Corruption cuts tax-GDP ratio in Bangladesh

NBD News Desk:
  • Update Time : Saturday, October 14, 2023
  • 40 Time View

The country’s tax-to-GDP ratio fell sharply in the past decade as revenue generation could not keep pace with average economic growth of six per cent.

Economists blamed the lower-than-expected performance by the tax administration and the losses of revenue to corruption for the falling tax-to-GDP ratio, which fell to around 8 per cent in 2022 from 9.2 per cent in 2011.

 

Due to this unwanted situation, the nation has one of the lowest tax-to-GDP ratios in the world.

Furthermore, the citizens of the country have been ridiculed worldwide as reluctant taxpayers, tax ignorant, and tax dodgers despite the threefold increase in per capita income from $940 to $2765 in FY23.

Former World Bank Dhaka Office lead economist Zahid Hussain said that most of the citizens were not tax dodgers but became victims of a system that was forcing them to maintain underhand dealings with tax officials.

The amount paid underhand is quite significant, he said, adding that it did not contribute anything to the government’s coffers.

‘All goes to the pockets of tax officials,’ he said.

Zahid Hussain said that corruption in the revenue administration is hardly discussed nowadays.

He recalled a statement made by former finance minister M Saifur Rahman in July 2005.

The former finance minister told parliament that graft gripped every ministry, with the National Board of Revenue being the most corrupt body.

If actions were taken against corrupt tax officials, the revenue board would become empty, he added.

In the past 17 years, economists say, little has changed in the revenue administration.

Almost a year ago, during an event organised jointly by the Centre for Policy Dialogue and the German agency GIZ, the country’s business leaders alleged bribery and irregularities in government offices, including the offices of the NBR.

Economists suggested two measures for curbing corrupt practices by tax officials – reducing their discretionary power by harmonising tax rates and implementing proper automation in the tax collection system.

The reduction of discretionary power of tax officials will facilitate the calculation of taxes and duties, while proper automation will ensure the collection of taxes without meetings between the two parties, economists said.

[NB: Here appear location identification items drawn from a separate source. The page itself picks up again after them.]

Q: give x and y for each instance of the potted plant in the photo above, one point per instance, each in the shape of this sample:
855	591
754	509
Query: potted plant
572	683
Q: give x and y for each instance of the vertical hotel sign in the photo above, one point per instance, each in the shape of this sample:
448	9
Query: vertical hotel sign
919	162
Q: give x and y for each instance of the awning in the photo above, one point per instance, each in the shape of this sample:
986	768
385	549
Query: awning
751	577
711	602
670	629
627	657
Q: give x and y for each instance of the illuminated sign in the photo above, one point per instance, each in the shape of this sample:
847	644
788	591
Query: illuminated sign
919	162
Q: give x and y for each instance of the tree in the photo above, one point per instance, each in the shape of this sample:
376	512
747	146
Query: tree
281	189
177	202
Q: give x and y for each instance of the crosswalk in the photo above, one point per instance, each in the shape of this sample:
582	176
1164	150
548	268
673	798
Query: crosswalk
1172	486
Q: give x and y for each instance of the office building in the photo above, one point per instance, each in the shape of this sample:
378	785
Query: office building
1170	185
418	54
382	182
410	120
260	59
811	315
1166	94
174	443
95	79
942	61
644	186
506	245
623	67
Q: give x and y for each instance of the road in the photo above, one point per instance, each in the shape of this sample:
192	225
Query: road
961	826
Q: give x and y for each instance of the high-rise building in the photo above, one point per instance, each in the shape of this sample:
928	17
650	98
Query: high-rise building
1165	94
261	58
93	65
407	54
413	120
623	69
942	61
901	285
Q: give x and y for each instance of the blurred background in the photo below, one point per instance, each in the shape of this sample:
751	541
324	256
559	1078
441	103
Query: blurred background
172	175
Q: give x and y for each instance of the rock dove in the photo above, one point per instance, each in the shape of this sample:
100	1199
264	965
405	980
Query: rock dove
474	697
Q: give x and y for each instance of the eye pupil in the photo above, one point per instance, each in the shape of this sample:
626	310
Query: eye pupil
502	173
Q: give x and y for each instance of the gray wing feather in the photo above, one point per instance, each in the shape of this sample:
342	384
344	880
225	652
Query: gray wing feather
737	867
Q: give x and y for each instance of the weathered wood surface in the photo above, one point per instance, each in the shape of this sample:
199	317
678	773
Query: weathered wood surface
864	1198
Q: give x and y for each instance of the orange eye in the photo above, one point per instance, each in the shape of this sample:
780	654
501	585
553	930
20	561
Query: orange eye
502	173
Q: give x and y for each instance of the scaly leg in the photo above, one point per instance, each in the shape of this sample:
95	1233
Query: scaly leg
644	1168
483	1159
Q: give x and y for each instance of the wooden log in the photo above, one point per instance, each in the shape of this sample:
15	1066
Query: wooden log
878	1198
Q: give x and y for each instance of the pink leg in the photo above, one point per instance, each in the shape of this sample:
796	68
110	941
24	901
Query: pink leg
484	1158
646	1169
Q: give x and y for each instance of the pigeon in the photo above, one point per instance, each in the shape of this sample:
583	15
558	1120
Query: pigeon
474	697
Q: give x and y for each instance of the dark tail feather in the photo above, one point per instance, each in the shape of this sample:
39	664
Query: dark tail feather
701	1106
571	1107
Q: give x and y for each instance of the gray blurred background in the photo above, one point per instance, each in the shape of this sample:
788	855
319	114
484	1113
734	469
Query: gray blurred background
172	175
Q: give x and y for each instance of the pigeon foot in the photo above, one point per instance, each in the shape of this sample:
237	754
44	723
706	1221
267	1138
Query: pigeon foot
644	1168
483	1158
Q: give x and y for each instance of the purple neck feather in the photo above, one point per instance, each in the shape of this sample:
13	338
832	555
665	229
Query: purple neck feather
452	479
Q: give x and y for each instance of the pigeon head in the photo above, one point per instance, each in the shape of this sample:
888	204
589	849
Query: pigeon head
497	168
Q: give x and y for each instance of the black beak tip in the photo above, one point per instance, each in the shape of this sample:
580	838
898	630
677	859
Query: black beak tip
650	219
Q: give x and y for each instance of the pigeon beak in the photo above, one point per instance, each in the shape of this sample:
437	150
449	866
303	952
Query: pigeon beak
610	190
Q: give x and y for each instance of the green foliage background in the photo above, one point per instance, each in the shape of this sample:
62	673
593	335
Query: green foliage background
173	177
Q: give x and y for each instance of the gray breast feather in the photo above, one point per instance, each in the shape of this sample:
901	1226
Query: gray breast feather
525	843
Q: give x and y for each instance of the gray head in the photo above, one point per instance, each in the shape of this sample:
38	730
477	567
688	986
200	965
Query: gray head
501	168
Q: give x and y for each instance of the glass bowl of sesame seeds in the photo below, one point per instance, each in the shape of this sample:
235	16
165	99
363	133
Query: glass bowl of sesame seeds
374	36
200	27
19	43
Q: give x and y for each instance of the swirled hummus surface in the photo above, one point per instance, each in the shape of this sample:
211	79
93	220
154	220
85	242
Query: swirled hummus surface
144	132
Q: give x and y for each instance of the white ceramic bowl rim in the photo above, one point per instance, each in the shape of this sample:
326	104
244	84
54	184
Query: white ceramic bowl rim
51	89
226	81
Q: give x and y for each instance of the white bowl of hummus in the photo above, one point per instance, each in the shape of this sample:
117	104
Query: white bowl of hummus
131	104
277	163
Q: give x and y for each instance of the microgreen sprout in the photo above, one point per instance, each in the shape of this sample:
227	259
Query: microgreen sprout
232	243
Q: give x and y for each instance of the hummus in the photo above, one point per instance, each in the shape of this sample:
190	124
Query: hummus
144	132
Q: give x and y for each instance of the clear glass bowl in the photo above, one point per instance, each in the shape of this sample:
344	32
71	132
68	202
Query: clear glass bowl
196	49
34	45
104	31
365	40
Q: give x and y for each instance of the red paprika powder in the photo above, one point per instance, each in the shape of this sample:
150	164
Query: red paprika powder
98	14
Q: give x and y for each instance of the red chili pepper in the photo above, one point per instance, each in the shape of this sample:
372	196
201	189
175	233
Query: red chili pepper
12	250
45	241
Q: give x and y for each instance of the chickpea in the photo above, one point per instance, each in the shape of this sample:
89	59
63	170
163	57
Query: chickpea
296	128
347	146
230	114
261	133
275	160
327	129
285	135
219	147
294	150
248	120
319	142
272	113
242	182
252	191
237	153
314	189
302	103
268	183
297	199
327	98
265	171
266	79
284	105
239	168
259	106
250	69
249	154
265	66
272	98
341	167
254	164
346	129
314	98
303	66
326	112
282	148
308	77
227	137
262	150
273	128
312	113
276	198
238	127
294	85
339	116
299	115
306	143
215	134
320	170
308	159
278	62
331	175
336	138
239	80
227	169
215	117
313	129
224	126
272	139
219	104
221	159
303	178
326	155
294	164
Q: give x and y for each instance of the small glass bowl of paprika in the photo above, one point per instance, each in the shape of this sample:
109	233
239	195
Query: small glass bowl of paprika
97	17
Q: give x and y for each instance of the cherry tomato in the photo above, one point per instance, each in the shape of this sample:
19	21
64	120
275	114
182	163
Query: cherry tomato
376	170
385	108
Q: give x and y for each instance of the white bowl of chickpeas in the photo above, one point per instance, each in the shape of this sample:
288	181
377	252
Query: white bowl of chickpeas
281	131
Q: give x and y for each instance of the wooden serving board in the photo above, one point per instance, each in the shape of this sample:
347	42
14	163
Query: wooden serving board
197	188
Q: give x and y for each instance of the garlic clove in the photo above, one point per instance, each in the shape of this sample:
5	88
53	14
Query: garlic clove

NBR has undertaken many projects in the past two decades for automation in revenue administration without much success.

At least half a dozen projects have been undertaken since the 2000s with technical and financial assistance from the World Bank and the Asian Development Bank.

Tax administration has, however, only partially been automated.

In December 2011, the NBR launched the Bangladesh Integrated Tax Administration System, aimed at facilitating online tax return filing but the project ended without success.

In FY21, finance minister AHM Mustafa Kamal promised to provide a tax rebate of Tk 2,000 for filing online taxpayers’ returns, but that promise was not fulfilled.

Former NBR chairman Muhammad Abdul Mazid said that the government should identify the reasons and vested quarters behind the repeated failures in the automation of the tax collection system.

He emphasised the political will to appoint skilled human resources and infrastructural development in this regard.

NBR lagged behind in revenue generation by 0.5 per cent of GDP in the past financial year as per the condition set by the IMF for obtaining the ongoing $4.7 billion loan programme in seven tranches by May 2026.

It was one of the major criteria for the release of the second tranche by the Washington-based multilateral lender in November.

The government needs the second tranche badly to tackle the shortage of dollars that has pulled down forex reserves to around $21 billion recently from $48 billion in August 2021.

The poor revenue collection by the NBR has also undermined the target of the seventh five-year plan of the planning commission.

The planning commission’s projection of a 13.7 per cent tax-to-GDP target by FY20 was missed by a whopping 5 percentage points.

Economists said that the low tax base was working as a strong deterrent to expanding budget allocations to critical areas like health, education, and social safety.

Under the current IMF loan programme, the government has also committed to mobilising additional revenue by 0.5 per cent of GDP in FY25 and 0.7 per cent of GDP in FY26.

But the success of higher revenue mobilisation targets depends on comprehensive reforms in the NBR to curb corruption and ensure transparency through proper automation, said Policy Research Institute executive director Ahsan H Mansur.

The government, in its different policy papers, underscored the need for proper reforms in the NBR to augment higher revenue ahead of the country’s graduation from the least developed countries’ block in 2026.

The latest Medium-Term Macroeconomic Policy Statement FY24–FY26 by the finance ministry said success in revenue collection should be strengthened by making tax administration friendly towards taxpayers.

Besides, increasing digitalization to bring transparency and progressivity to taxation by imposing more taxes on affluent sections has also been suggested in the key economic policy paper.

But in reality, the recommendations have remained unimplemented, lamented Ahsan H Mansur.